Susan Thananopavarn, Lecturing Fellow in the Thompson Writing Program
“[There are] three tropes on which I suggest that anti-Asian violence rests: historical erasure, nativistic racism and sexualized identities. All of these tropes ultimately rely on the idea that Asian Americans are inherently alien to the United States, an idea crafted through laws stretching back 150 years.
“Asian American history and literature counters these tropes, which is why we so desperately need a major, minor and/or certificate in Asian American studies here at Duke. Asian American voices should not only be heard in times of tragedy and crisis. They should be part of our basic understanding of history. It is my hope that, by establishing a program in Asian American studies, Duke can become part of the change our nation needs to understand Asian Americans as an integral part of our national identity.”

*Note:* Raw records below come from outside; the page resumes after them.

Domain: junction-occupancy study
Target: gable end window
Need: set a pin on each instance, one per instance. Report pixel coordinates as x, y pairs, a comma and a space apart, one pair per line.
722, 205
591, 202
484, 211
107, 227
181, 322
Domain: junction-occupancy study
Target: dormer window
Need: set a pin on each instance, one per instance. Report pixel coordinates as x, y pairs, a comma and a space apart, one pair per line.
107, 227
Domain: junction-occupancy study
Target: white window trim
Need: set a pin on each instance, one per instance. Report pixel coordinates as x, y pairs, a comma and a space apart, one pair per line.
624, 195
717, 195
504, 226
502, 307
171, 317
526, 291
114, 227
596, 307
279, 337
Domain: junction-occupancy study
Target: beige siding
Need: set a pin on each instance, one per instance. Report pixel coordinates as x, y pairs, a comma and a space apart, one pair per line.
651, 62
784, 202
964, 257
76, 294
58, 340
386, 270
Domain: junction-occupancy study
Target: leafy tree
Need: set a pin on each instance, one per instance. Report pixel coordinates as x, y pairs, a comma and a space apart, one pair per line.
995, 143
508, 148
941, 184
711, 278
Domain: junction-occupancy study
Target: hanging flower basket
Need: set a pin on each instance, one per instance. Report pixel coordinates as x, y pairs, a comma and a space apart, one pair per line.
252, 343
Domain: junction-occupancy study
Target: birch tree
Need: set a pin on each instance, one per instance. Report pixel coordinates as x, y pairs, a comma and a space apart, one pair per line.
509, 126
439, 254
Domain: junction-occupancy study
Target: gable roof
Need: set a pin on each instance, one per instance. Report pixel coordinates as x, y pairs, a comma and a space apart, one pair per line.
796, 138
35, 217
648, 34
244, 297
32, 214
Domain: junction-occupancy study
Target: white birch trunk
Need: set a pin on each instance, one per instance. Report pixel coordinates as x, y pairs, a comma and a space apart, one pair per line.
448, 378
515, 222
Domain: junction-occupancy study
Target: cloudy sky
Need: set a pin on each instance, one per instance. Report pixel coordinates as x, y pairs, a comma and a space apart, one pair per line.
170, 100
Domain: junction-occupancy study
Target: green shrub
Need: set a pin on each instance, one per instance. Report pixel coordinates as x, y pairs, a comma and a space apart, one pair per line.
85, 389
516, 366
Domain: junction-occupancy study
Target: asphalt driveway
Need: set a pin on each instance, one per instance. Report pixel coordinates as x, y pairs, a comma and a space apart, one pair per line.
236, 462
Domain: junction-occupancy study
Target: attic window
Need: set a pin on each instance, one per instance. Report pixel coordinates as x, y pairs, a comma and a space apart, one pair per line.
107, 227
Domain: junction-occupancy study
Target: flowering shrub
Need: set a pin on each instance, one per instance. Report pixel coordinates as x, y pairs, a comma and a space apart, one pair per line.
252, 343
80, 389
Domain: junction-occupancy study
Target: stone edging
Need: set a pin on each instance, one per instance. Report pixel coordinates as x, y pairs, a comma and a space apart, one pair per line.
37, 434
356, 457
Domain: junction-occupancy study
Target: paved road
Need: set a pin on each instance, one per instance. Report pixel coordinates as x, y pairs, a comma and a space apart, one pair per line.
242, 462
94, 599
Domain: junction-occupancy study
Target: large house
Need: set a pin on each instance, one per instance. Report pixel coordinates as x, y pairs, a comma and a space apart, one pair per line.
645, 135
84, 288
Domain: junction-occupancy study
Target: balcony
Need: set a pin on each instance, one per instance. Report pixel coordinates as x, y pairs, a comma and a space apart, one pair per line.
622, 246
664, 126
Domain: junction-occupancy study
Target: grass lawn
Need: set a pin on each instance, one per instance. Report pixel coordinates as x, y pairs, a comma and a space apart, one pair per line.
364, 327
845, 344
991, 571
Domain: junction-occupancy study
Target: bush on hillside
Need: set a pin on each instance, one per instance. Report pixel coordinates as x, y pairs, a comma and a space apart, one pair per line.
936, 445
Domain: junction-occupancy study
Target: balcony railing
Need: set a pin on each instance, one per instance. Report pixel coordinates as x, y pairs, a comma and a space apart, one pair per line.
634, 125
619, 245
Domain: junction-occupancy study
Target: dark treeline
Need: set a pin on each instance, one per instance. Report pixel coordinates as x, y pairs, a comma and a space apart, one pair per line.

Esther Kim Lee, Professor of Theater Studies
“The identity that we call Asian American is not necessarily something that we would prefer to have; like everyone, we just want to be human. But we have to have the label to be made visible, because otherwise, individually we’re not visible. So it is a socially constructed identity that was coined in 1968 out of frustration of various kinds of discrimination and lack of visibility of different groups.

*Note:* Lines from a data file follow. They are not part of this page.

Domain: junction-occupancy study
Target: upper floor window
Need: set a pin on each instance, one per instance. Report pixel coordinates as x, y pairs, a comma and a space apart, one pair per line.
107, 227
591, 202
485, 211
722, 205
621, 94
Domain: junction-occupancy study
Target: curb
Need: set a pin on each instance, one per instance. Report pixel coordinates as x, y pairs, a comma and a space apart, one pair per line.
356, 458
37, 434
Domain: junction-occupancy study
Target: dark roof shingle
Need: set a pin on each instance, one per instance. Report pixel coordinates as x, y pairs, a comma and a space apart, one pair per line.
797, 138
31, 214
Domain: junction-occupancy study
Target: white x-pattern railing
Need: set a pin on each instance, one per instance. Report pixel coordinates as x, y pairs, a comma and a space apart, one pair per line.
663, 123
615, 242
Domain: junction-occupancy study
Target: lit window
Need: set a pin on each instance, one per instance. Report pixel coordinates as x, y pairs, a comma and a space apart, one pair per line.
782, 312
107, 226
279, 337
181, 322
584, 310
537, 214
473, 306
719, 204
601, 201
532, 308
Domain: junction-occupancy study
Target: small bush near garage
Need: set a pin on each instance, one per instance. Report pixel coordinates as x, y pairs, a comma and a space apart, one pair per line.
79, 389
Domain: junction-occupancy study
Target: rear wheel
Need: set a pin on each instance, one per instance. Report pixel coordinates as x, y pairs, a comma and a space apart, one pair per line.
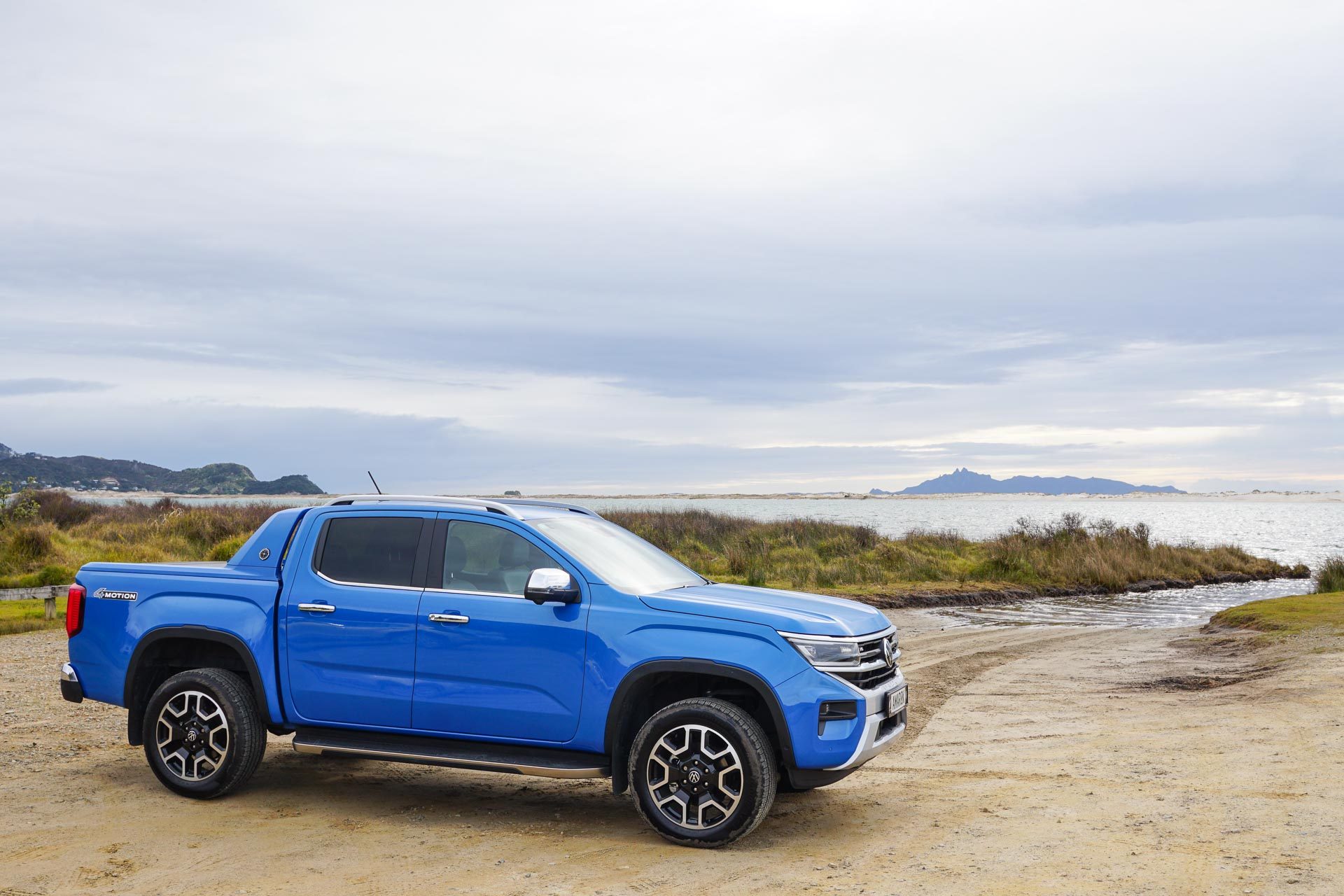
203, 734
704, 773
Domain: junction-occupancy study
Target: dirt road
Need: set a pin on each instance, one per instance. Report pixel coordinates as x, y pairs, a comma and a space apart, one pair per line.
1041, 761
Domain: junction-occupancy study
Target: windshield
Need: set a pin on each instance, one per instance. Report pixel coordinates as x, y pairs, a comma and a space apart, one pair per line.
622, 559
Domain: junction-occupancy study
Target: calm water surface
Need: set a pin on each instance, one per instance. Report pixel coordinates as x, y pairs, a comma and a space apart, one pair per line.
1289, 531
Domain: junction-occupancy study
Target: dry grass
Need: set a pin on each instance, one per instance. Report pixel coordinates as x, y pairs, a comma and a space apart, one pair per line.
1288, 615
1329, 577
26, 615
793, 554
857, 561
67, 532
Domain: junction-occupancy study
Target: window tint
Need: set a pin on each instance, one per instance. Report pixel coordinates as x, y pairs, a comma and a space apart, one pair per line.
371, 550
489, 558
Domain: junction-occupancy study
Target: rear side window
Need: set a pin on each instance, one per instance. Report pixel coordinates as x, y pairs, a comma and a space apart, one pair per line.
372, 550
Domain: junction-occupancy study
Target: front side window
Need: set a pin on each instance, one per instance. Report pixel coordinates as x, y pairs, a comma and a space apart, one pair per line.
622, 559
370, 550
488, 558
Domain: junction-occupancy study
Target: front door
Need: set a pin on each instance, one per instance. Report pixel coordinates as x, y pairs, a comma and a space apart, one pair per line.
488, 662
350, 618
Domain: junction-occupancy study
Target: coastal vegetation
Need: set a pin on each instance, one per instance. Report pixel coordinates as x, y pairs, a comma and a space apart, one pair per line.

“Coalition-building is at the core of this identity, and that is something that I see that my students are hungry for. They really need to feel like they belong at Duke, that they belong in the U.S., and this is the mission of this construction of identity we call Asian American but also of the Asian American & Diaspora Studies program.

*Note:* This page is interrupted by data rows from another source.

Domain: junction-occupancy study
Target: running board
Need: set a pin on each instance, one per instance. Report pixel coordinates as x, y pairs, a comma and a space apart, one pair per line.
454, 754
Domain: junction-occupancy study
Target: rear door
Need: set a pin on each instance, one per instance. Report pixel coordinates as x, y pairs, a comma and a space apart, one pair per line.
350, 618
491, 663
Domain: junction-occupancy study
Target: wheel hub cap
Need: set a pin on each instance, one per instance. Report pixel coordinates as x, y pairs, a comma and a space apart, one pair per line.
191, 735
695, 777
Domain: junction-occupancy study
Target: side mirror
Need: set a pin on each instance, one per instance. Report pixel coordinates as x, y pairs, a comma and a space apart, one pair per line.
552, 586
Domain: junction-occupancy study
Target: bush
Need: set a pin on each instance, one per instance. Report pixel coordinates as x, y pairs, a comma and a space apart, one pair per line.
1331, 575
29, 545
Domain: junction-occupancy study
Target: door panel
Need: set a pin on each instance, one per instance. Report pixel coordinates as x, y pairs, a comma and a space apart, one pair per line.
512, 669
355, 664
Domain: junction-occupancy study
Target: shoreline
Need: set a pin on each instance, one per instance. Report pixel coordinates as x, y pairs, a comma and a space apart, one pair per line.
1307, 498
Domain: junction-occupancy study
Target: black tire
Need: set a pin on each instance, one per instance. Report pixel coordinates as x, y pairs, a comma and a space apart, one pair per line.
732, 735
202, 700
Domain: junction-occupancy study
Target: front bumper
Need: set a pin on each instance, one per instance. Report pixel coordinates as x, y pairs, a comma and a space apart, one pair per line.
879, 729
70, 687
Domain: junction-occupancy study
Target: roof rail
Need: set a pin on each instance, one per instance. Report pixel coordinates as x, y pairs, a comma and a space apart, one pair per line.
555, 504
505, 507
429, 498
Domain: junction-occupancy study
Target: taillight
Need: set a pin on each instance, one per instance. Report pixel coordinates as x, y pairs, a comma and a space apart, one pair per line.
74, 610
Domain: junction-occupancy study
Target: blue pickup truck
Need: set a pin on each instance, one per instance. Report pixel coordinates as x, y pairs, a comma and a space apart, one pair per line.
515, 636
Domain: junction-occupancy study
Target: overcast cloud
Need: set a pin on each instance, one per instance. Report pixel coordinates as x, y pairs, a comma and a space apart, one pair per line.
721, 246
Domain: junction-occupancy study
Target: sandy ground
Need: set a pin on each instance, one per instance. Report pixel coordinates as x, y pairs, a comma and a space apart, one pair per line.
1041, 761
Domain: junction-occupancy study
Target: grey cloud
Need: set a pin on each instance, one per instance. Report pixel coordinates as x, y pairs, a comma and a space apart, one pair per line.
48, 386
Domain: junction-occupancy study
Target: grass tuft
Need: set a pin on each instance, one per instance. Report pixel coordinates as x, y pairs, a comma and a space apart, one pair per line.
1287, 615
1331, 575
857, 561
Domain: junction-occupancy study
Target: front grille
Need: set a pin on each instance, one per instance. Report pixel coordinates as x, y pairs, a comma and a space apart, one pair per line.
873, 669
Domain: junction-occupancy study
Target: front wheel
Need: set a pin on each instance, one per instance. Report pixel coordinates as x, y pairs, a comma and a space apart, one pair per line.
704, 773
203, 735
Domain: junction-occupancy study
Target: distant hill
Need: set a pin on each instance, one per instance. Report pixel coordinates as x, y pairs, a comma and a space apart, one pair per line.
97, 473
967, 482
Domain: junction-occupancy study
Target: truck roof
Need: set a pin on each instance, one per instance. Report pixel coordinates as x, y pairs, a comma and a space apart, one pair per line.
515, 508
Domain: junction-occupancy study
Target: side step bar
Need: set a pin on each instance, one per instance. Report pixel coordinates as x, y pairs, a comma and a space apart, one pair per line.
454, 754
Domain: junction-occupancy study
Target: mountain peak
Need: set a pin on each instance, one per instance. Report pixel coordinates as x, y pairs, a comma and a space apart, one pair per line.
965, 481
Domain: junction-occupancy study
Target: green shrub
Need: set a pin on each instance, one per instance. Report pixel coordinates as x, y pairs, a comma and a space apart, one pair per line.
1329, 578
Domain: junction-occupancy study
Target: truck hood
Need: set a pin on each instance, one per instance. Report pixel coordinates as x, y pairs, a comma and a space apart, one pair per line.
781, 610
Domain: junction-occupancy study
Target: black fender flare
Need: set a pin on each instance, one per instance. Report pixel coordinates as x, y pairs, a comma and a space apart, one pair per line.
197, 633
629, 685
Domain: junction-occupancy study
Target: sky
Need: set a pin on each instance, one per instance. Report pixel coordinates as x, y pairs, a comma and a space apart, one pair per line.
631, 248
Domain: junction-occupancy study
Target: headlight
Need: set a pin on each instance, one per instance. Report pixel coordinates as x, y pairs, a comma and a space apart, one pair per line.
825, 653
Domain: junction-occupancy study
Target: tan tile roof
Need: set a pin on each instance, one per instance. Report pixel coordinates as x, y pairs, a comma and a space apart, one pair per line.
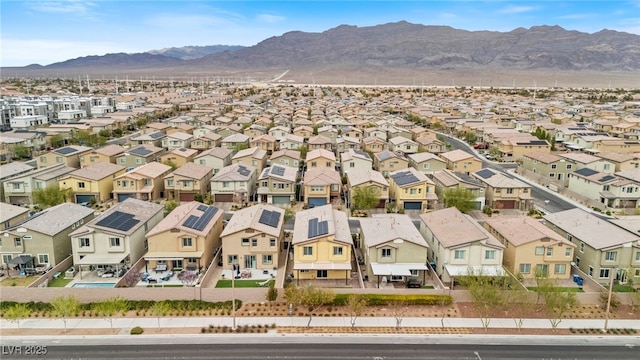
453, 228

“I think Duke is in a unique position to lead the change, the new future. And if we get some support for Asian American studies, we have people who are willing to do the legwork. I’m willing to do the work. I think Duke, as the first university to establish a program in Asian American Studies in the American South, can become the leader, not only in Asian American studies or ethnic studies or area studies, but the study of trends in the U.S. and in transnational global patterns. So I want to say, as devastated and as difficult as it is to open up and talk about these things, I do want to underscore that this is an opportunity for us.”
Anti-Asian Violence: Historical Legacies was sponsored by Duke Asian American & Diaspora Studies, Faculty Advancement, Institutional Equity, Office of the Provost, and the Center for Truth, Racial Healing & Transformation.